Il ne faut pas oublier enfin que, si les nodules polymétalliques existent, leur exploitation sous 4 500 ou 5 500 m d'eau sera très difficile et horriblement coûteuse, si bien que nul ne peut dire actuellement si les nodules seront exploités un jour...

Yvonne Rebeyrol

Physique

La fusion et ses mystères

Depuis plus de trente ans, des chercheurs tentent de contrôler la fusion thermonucléaire, source potentielle d'une énergie pratiquement infinie.
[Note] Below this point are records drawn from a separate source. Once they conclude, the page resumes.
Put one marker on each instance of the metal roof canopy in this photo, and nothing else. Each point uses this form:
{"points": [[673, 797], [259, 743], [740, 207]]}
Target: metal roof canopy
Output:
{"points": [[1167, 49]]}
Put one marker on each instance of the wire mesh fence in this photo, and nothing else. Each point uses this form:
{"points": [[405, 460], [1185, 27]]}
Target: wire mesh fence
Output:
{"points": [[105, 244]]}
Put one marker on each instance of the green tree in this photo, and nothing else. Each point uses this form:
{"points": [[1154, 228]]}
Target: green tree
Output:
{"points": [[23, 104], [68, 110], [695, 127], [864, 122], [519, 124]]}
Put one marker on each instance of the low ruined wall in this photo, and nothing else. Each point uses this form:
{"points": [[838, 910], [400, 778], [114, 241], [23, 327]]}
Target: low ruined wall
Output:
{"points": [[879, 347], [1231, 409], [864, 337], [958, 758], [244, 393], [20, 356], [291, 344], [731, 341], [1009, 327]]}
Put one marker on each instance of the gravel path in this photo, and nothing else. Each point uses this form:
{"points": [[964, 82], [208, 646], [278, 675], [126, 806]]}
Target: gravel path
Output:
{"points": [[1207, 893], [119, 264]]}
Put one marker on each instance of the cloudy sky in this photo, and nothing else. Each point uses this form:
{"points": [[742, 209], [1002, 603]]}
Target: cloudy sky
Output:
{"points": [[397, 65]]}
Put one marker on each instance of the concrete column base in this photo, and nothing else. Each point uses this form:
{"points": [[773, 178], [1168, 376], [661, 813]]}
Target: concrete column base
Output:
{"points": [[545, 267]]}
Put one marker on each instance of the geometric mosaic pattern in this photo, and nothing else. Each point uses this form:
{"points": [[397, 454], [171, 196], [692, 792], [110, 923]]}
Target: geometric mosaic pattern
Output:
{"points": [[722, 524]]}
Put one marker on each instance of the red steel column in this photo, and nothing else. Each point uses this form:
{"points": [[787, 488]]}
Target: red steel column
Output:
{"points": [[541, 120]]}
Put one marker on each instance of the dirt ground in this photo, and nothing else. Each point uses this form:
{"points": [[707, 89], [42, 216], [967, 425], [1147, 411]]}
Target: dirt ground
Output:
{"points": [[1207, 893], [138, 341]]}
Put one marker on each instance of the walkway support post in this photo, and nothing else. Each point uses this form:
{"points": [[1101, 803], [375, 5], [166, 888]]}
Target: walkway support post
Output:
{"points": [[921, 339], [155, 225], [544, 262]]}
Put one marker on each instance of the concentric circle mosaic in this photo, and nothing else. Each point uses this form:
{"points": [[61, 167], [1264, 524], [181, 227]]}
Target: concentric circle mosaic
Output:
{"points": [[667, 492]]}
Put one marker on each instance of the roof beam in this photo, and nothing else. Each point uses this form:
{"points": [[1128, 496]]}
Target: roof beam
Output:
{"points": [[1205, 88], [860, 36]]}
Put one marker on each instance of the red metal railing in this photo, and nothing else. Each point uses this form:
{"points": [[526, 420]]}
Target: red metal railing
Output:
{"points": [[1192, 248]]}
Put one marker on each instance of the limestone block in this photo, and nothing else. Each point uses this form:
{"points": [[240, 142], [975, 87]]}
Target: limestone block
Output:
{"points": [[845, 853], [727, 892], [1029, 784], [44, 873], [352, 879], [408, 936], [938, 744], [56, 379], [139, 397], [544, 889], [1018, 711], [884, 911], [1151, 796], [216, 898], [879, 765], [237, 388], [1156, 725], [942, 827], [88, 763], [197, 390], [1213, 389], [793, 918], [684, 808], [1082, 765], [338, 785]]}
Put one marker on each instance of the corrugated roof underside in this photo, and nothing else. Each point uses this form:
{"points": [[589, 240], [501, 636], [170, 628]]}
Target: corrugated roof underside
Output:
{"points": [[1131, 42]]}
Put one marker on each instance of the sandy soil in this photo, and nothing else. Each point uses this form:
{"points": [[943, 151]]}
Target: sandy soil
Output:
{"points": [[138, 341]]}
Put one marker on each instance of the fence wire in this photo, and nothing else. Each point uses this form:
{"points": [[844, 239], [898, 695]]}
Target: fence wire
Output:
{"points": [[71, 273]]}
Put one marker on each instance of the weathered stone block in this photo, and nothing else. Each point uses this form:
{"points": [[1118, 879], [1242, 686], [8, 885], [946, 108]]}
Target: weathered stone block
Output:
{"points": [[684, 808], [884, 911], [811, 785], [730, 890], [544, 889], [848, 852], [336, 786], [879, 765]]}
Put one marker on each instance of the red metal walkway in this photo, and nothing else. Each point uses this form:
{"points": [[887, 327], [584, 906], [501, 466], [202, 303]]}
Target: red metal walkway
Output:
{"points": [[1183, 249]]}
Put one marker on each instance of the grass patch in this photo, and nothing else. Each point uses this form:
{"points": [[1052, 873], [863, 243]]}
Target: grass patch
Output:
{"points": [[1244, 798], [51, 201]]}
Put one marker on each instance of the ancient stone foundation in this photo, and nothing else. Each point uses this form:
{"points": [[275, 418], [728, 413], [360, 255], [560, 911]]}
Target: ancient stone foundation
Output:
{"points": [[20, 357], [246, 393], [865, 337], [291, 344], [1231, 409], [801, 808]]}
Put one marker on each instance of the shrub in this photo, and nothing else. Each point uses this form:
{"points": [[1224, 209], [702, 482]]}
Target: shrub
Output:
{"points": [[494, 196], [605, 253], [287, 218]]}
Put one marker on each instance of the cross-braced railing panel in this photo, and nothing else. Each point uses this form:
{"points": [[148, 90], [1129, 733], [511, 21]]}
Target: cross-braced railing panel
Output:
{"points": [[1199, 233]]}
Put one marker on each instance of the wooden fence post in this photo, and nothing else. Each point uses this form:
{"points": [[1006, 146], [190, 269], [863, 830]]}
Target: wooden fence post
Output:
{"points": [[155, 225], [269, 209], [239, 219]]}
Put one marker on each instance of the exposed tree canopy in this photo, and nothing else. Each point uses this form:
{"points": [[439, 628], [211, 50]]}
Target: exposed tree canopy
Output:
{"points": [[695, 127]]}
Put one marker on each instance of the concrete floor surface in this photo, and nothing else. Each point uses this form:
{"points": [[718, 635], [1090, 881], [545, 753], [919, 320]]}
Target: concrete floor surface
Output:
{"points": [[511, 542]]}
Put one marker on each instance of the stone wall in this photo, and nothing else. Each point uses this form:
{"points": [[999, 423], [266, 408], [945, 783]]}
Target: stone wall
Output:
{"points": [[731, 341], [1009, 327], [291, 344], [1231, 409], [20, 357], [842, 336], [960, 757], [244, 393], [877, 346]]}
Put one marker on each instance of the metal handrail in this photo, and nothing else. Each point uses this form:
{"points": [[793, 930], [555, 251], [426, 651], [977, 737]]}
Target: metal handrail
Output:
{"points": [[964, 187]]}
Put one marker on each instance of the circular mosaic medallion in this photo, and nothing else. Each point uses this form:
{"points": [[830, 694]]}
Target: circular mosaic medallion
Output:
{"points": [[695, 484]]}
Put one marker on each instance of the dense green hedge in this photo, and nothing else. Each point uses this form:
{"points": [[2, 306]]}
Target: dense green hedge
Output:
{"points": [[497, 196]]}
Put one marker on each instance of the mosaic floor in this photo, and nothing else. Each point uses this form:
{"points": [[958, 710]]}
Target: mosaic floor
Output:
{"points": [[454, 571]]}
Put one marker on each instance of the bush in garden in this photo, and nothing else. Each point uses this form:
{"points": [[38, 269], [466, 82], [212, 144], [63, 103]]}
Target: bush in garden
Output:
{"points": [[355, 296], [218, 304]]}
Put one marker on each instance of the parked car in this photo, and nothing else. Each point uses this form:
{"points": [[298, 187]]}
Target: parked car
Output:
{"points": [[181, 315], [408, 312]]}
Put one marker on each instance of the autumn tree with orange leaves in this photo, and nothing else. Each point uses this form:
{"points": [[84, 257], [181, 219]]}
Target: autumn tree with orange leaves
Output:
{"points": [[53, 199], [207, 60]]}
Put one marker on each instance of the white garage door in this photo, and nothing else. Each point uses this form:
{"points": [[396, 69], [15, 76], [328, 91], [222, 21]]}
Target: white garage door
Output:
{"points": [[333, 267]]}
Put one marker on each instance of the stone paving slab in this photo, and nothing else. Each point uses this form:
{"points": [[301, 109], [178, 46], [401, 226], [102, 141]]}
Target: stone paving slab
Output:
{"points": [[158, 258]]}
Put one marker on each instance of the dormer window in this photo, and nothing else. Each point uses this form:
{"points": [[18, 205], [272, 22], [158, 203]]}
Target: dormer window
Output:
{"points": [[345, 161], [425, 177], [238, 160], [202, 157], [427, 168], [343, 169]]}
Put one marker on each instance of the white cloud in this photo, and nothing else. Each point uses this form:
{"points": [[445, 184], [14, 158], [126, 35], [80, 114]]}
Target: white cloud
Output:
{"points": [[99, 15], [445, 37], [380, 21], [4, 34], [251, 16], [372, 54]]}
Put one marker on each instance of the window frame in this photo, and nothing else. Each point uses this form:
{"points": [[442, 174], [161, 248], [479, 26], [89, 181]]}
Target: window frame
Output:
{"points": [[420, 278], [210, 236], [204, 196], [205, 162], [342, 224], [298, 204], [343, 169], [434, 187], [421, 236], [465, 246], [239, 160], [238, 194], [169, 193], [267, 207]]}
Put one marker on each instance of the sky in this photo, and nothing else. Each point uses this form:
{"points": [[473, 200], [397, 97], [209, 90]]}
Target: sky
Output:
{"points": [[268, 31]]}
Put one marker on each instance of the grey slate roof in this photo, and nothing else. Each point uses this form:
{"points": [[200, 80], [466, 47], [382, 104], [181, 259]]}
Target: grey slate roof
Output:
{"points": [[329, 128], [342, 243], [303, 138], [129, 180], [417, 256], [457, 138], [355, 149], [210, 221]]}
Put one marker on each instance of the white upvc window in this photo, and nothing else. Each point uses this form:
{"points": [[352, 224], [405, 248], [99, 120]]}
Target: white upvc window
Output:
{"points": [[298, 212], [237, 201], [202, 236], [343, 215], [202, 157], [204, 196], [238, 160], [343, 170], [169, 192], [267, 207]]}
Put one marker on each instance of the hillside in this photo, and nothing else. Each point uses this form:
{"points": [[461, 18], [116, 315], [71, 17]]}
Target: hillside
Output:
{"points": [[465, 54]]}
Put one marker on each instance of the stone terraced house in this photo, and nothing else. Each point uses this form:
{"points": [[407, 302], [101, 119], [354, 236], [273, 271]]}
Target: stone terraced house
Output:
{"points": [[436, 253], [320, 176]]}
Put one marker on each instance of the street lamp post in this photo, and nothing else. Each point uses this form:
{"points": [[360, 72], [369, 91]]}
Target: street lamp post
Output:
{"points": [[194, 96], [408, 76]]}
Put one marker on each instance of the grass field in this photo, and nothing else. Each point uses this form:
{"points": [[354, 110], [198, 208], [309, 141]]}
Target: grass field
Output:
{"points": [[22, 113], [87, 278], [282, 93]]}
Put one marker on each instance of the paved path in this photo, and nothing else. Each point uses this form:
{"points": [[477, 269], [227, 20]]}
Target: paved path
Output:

Ces efforts n'ont toujours pas permis de prouver qu'une production d'énergie soit techniquement possible, et aucun espoir sérieux n'existe de lui voir jouer un rôle économique avant 2020. Pourtant, les recherches continuent, avec des moyens importants qui ont exigé, pour les pays d'Europe, une mise en commun de leurs ressources.

Des progrès marquants ont été récemment obtenus, qui tiennent surtout à la mise en service de deux appareils nouveaux ; en 1982, le Tokamak Fusion Test Reactor (TFTR) à Princeton (New Jersey), aux États-Unis ; puis, en 1983, le Joint European Torus (JET) à Culham (Oxfordshire), en Grande-Bretagne. Inauguré officiellement en avril 1984, le JET, conçu et construit sous l'égide de la CEE, est actuellement le plus puissant outil d'étude de la fusion, et donne aux Européens une primauté qui chagrine quelques esprits outre-Atlantique. Aussi les Américains préparent-ils activement la génération suivante : leur Tokamak Fusion Confinement Experiment (TFCX) pourrait voir sa construction commencer dès 1986, tandis que celle de la future machine européenne, le Next European Torus (NET), ne débutera pas avant 1990.

L'équivalence d'Einstein

La fusion — qui fournit l'énergie des étoiles et des bombes H — est l'exact opposé de la fission, mise en œuvre dans les bombes A et dans les centrales nucléaires. Dans la fission, un gros noyau atomique — en pratique un noyau d'uranium ou de plutonium — se casse en deux fragments. La somme des masses des noyaux fils est inférieure à celle de leur parent. En vertu de l'équivalence einsteinienne entre masse et énergie, la différence est transformée en énergie. Dans les bombes atomiques, cette énergie est brutalement libérée ; dans les centrales, elle vaporise de l'eau, qui actionne une turbine pour produire de l'électricité.

À l'inverse, la fusion met en œuvre deux noyaux légers, en pratique deux isotopes de l'hydrogène. Si ces deux noyaux viennent au contact l'un de l'autre, malgré la force répulsive qui s'exerce entre eux, ils se fondent en un noyau unique qui, cette fois-ci, est moins lourd que les deux noyaux de départ. Comme précédemment, le surcroît de masse apparaît sous forme d'énergie. L'utilisation destructrice n'a pas soulevé de trop grandes difficultés techniques, mais une production contrôlée d'énergie est plus ardue. C'est elle, ou plus exactement les conditions physiques de son contrôle, qui est cherchée dans les machines dont il a été question ci-dessus. Tous ces appareils sont des tokamaks, de grandes chambres annulaires dans lesquelles un gaz porté à des températures qui s'expriment en millions de degrés (plasma) est comprimé par de très forts champs magnétiques pour qu'il n'ait aucun contact avec les parois, ce qui le refroidirait instantanément. D'autres champs magnétiques induisent dans l'anneau de plasma un courant électrique de plusieurs milliers d'ampères, qui contribue à son échauffement : malheureusement, il n'y suffit pas, et des moyens supplémentaires de chauffage doivent être mis en place. Car le problème majeur de la fusion thermonucléaire est là : pour que les noyaux à fusionner viennent en contact les uns avec les autres, la matière fusible doit être portée à des températures incompatibles avec l'existence de tout récipient matériel.

Pesanteur

Pour le Soleil et les étoiles, leur énorme pesanteur compense la non moins énorme pression de dilatation que les millions de degrés du centre de l'astre engendrent dans les couches superficielles. Cette pesanteur empêche l'astre d'exploser. Sur terre il fallait trouver autre chose. Ce sont des champs magnétiques qu'on charge de s'opposer à la dilatation. Plusieurs configurations de champs magnétiques ont été et sont encore étudiées, mais la plus prometteuse est le tokamak, invention soviétique — dans laquelle Andrei Sakharov a joué un rôle important. Une seconde voie d'approche, sans champ magnétique, est aussi étudiée : le confinement inertiel, où l'on tente de comprimer et de chauffer de microscopiques billes de matière avec de puissants lasers ou des faisceaux de particules, d'une manière si rapide que les températures nécessaires à la fusion sont atteintes avant que la bille n'ait eu le temps de se dilater. En d'autres termes, on réalise de microscopiques bombes H.